Am 2. Januar 1492 verließ Boabdil die Stadt, übergab König Ferdinand die Schlüssel und seine Siegel. Er erhielt ein Landgut in den Alpujarras, begab sich später nach Nordafrika und starb 1533 in Fes. Die 25 Bestimmungen wurden im Kapitulationsvertrag von 1492 schriftlich festgehalten. Anfänglich wurden sie auch respektiert und sogar von einem Teil des Klerus befürwortet, für den in meinem Roman die Figur von Padre Manolo steht. Diese sanfte Linie vertrat besonders Hernando de Talavera, Beichtvater von Königin Isabella und erster Erzbischof von Granada, der daran glaubte, dass die Mauren mit Vernunftargumenten vom Christentum als der besseren Religion überzeugt werden könnten, daher sogar Predigten auf Arabisch hielt und sich für eine Übersetzung der Bibel ins Arabische einsetzte.

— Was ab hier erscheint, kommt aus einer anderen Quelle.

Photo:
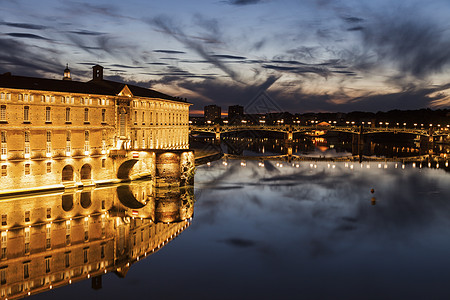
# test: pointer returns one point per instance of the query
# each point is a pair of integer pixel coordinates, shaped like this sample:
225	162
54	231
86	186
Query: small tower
97	73
67	73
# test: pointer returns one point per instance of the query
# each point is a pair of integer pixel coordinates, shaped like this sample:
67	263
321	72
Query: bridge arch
124	170
67	173
86	172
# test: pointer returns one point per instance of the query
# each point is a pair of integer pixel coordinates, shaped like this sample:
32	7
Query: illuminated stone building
57	134
212	113
81	235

Dieser maurenfreundliche Kurs wurde 1498 radikal korrigiert. Auf Drängen Königin Isabellas und des Erzbischofs von Toledo, Francisco Jiménez de Cisneros, wurden harte Maßnahmen gegen die im Land verbliebenen Mauren, die sogenannten mudéjares, in Gang gesetzt. Cisneros ließ sich 1499 in Granada nieder, um sie persönlich durchzuführen. Es kam zu groß angelegten Zwangstaufen, wie ich sie auch in meinem Roman beschrieben habe, zu zahlreichen Denunziationen und Prozessen. Auch getaufte Mauren galten als verdächtig – manchmal sogar als besonders verdächtig. Es genügte bereits, sich von Kopf bis Fuß zu waschen – die Mauren besaßen ja eine große Badekultur –, um als »Kryptomaure« (heimlicher Maure) zu gelten und verhaftet und bestraft zu werden.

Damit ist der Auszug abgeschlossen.